Tuesday 3 October 2017

“There’s something comforting about the sight of strangers safe at home.” 

I finally picked up ‘The Girl On The Train’ after a a long run of hype and constantly seeing the film adaptation advertised everywhere. The novel centres around Rachel taking the same commuter train everyday, focusing on a signal stop and the suburban homes behind the tracks. At this stop she idealises a couple whose home she can see into and reflects on her previous ‘perfect’ life. 

As we follow this daily pattern, gin and tonics fall in with hints of alcoholism and it soon becomes clear that Rachel is trying to cover something up. What isn’t clear at this point is that Rachel is using alcohol to mask harder times. Her unreliability and memory loss increasing as she loses herself in the fictions she creates around the couple she can see from the tracks. 

With all this building the story kickstarts the moment she witnesses something out of the ordinary in the perfect life she loves watching and desperately goes to the police.  As Rachel’s unreliability develops as readers we are desperate to fill in the blanks but also to find out what drove her into her disparity. 

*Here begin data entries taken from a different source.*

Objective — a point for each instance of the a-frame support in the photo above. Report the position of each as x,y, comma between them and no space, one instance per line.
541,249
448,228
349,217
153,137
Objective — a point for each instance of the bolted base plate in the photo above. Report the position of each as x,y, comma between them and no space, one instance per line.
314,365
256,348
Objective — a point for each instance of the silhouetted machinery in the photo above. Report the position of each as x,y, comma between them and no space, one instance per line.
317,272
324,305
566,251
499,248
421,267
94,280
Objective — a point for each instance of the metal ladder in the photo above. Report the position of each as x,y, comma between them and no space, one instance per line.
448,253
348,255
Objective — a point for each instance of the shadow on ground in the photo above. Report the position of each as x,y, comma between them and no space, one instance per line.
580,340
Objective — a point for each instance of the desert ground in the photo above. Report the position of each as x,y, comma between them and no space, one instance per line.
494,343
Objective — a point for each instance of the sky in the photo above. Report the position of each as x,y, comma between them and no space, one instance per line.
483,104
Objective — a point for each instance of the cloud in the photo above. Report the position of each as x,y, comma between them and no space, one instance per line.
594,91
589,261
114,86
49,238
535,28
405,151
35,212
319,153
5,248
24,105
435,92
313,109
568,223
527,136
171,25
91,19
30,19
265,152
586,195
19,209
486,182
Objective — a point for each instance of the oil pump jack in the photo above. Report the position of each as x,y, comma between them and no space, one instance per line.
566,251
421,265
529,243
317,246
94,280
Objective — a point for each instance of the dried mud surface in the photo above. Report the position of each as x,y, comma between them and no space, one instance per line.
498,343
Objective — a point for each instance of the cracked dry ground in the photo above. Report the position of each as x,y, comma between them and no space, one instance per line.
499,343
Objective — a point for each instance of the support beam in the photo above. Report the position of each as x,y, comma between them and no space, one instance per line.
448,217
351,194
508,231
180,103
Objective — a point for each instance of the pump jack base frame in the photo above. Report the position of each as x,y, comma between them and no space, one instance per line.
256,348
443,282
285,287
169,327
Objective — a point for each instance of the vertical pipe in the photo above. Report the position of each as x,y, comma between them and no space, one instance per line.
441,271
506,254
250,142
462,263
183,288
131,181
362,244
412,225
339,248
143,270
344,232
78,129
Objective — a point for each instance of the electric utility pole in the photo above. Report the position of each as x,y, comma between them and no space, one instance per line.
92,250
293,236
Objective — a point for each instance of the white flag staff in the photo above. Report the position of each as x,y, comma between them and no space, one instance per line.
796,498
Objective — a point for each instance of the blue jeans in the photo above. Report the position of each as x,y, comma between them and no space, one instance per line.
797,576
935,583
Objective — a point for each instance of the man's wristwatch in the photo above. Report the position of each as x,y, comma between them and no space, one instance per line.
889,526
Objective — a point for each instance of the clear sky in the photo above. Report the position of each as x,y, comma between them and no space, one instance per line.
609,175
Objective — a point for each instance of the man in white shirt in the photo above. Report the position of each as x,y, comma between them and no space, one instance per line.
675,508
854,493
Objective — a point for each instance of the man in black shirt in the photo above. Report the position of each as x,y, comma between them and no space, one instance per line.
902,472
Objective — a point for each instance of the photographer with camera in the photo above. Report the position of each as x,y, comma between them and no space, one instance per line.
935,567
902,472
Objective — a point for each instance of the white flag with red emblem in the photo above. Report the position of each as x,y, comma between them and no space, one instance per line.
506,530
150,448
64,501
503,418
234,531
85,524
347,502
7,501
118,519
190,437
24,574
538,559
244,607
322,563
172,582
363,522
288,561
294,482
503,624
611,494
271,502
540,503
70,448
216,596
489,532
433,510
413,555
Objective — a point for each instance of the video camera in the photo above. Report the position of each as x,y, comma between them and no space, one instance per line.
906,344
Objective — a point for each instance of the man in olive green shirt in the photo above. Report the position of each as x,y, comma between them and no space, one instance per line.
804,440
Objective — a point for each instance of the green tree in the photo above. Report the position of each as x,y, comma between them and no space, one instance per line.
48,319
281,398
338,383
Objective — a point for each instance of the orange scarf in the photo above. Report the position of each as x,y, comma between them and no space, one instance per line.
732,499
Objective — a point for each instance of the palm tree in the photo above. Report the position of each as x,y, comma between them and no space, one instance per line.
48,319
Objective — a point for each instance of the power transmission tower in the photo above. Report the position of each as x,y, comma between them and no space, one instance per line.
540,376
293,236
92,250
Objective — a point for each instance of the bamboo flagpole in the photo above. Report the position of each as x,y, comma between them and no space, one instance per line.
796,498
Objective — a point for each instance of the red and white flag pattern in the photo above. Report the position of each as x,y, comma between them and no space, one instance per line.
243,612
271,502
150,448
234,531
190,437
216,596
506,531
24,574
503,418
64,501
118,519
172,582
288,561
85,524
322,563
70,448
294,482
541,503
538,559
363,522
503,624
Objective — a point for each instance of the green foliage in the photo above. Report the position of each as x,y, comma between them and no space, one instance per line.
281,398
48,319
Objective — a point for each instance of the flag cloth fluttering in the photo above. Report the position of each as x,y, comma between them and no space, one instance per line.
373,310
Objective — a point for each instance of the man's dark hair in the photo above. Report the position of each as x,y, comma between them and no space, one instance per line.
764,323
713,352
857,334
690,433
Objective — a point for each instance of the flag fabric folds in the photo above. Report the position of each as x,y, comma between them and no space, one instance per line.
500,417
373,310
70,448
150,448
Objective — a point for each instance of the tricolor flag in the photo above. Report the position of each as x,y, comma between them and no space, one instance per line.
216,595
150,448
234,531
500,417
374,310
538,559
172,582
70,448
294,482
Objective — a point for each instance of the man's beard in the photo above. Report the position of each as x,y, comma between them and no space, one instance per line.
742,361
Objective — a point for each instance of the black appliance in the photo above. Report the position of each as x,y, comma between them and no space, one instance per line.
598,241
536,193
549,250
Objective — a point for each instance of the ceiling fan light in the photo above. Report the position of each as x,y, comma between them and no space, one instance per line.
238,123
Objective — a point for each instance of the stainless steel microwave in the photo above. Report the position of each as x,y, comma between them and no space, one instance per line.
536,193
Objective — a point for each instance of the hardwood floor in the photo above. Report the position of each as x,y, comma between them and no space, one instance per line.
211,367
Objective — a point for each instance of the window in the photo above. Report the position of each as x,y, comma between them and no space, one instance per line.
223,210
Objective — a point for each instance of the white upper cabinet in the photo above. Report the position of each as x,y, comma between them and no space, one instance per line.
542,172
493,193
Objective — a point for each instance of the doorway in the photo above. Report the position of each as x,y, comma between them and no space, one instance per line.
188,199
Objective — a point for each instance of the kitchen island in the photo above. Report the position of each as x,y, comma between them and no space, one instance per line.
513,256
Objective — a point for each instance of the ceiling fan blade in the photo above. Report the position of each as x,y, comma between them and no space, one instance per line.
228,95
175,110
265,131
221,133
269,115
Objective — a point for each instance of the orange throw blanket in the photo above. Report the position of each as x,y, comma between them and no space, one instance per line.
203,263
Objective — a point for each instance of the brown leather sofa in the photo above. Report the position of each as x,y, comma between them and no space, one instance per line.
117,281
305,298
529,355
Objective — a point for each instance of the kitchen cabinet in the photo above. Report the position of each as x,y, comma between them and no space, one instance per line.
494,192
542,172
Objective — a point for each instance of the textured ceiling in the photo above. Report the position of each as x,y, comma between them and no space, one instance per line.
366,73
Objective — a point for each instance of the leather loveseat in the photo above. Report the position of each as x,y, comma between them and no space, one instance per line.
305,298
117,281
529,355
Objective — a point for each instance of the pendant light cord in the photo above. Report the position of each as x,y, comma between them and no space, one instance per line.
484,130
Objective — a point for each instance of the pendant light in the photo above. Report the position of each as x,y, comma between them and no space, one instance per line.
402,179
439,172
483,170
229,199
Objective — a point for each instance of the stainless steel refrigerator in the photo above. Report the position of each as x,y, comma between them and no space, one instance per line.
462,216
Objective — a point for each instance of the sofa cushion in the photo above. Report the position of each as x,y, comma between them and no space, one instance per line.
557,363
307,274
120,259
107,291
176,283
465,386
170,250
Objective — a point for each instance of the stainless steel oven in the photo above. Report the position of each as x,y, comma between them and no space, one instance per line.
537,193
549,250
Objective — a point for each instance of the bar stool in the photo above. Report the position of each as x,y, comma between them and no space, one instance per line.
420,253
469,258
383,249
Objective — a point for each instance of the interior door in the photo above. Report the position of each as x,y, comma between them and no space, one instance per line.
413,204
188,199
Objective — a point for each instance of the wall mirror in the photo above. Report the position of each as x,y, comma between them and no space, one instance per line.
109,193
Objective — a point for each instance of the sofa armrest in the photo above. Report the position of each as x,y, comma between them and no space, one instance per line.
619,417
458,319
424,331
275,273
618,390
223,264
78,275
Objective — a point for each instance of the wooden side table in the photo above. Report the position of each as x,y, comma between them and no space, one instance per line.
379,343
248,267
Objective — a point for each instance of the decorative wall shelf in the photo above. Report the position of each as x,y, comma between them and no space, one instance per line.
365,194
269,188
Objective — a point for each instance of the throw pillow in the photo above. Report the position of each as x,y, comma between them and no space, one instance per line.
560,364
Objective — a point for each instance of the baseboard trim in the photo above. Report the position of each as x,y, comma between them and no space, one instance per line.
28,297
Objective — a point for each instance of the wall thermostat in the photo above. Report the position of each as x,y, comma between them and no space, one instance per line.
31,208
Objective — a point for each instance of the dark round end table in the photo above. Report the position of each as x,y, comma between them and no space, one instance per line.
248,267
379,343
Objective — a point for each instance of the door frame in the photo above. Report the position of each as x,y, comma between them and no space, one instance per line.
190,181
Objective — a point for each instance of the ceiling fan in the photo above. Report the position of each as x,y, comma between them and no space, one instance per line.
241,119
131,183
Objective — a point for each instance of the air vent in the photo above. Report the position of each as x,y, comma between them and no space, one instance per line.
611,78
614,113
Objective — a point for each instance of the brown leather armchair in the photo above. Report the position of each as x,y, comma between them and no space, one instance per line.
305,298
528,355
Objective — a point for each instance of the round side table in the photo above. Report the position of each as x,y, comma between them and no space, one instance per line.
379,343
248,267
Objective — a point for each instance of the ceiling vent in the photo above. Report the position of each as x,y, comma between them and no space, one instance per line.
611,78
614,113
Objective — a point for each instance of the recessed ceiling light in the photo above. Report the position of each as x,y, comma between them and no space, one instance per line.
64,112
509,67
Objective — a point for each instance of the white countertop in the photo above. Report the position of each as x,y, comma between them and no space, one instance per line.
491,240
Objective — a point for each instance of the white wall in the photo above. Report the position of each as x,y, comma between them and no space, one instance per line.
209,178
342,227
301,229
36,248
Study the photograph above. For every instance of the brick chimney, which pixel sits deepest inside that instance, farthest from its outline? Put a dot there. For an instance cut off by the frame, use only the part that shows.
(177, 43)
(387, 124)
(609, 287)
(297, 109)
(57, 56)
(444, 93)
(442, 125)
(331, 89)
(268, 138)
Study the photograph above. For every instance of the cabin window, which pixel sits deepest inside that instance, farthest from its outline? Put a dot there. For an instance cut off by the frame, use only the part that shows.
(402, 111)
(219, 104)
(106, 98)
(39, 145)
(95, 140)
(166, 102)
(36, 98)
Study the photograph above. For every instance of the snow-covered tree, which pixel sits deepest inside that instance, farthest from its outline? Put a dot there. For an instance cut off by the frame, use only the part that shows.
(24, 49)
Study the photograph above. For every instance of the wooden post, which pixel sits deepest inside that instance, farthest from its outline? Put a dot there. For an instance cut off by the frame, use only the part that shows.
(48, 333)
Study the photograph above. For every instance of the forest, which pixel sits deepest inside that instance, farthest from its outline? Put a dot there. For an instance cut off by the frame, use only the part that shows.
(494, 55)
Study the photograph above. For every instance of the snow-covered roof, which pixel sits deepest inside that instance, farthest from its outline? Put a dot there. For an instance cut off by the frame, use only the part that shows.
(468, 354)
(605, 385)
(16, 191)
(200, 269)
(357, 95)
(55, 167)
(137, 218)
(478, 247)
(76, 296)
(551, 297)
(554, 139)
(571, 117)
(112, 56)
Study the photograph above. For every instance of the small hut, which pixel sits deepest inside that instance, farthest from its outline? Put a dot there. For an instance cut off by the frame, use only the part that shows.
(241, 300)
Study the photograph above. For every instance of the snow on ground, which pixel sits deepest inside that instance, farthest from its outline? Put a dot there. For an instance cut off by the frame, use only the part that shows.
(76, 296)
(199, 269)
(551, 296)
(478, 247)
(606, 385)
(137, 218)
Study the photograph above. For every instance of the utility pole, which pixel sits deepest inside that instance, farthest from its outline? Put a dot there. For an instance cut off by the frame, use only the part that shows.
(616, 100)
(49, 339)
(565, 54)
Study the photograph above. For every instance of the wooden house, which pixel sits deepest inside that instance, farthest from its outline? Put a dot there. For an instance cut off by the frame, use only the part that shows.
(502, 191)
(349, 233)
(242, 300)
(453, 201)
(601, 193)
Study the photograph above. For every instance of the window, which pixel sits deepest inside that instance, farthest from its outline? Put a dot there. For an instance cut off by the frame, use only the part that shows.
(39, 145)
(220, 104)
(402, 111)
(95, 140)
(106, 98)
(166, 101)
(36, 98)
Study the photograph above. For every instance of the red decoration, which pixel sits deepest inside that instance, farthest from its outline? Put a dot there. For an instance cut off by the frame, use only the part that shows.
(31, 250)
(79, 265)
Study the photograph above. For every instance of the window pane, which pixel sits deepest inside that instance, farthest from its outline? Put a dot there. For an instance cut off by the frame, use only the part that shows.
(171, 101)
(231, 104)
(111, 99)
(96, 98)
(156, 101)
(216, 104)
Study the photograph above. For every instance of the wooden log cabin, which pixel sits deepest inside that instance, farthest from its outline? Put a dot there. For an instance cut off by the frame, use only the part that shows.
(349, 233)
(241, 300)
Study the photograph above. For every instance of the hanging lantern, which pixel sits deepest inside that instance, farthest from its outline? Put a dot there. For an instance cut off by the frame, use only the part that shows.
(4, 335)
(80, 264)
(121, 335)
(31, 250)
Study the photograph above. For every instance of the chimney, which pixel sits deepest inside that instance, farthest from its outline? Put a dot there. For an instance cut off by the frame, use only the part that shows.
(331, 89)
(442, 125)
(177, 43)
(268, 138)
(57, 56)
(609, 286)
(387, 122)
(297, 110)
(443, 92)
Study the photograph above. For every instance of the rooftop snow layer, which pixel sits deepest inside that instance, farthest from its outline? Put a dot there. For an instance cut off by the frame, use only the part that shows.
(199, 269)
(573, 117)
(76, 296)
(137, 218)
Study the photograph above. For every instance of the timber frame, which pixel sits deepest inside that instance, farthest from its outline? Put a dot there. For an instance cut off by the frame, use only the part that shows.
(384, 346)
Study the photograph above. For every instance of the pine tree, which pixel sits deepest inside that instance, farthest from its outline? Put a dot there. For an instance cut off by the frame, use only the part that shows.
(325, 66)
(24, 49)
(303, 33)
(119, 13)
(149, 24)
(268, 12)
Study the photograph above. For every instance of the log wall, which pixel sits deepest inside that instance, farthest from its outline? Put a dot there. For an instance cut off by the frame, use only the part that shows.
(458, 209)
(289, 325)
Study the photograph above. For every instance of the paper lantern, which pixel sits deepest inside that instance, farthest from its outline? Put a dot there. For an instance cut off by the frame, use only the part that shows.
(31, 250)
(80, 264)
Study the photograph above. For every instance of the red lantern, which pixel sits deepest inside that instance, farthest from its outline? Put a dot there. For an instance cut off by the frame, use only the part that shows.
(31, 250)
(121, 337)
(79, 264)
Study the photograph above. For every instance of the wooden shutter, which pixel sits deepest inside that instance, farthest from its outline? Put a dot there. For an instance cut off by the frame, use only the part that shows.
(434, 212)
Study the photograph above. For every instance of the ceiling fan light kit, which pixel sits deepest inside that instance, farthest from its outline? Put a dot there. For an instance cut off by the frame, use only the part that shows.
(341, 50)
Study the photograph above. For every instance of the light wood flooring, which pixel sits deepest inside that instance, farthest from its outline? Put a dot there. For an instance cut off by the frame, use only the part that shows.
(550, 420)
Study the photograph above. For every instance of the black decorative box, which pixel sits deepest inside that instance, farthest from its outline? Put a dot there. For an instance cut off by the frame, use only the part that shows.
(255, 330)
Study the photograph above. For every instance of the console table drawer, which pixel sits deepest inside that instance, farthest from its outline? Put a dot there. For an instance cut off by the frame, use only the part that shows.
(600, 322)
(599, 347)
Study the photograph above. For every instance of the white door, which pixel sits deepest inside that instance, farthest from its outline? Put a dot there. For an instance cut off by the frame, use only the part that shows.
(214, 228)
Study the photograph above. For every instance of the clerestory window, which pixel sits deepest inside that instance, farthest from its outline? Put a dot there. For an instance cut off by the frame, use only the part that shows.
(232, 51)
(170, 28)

From this point on I was waiting for the twist, or at least hints of it. So rather than finding myself wrapped up in ‘The Girl On The Train’ I felt like I was just waiting for it to happen. 


The Girl On The Train Paula Hawkins



Rachel isn’t the only narrator in the novel. Hawkins creates three distinct female voices whose narration she switches between. The style creates a desperation between chapters that leaves us the reader over reliant on not putting the book down, a fantastic ploy and technique to keep you reading.  

As much as these voices were distinct I found each narrator was defined by the men in their lives, even the ones who were a mystery to them. This dictated our perception as the reader, feeling as those the male characters had more control over our perception of the three narrators and their unreliabilities than the characters themselves, purely because we were not met with their flaws yet. 

Although this agitated it me thinking back it reflected on how much time we spend as voyeurs now. We often work on assumptions made with the little knowledge we have about people or focusing on their issues rather than the situation that led them there.  Exactly the situation Rachel found herself in. 

The Girl On The Train Paula Hawkins


After finishing the novel I was eager to watch the film but it lacked something I loved about the novel, the elements and closeness of London. 

The location in the novel commented on how little attention we pay to those who we commute with on a close daily basis and the mysteries of what happens behind closed doors. By changing to an American landscape the closeness was lost and everything I loved about the book.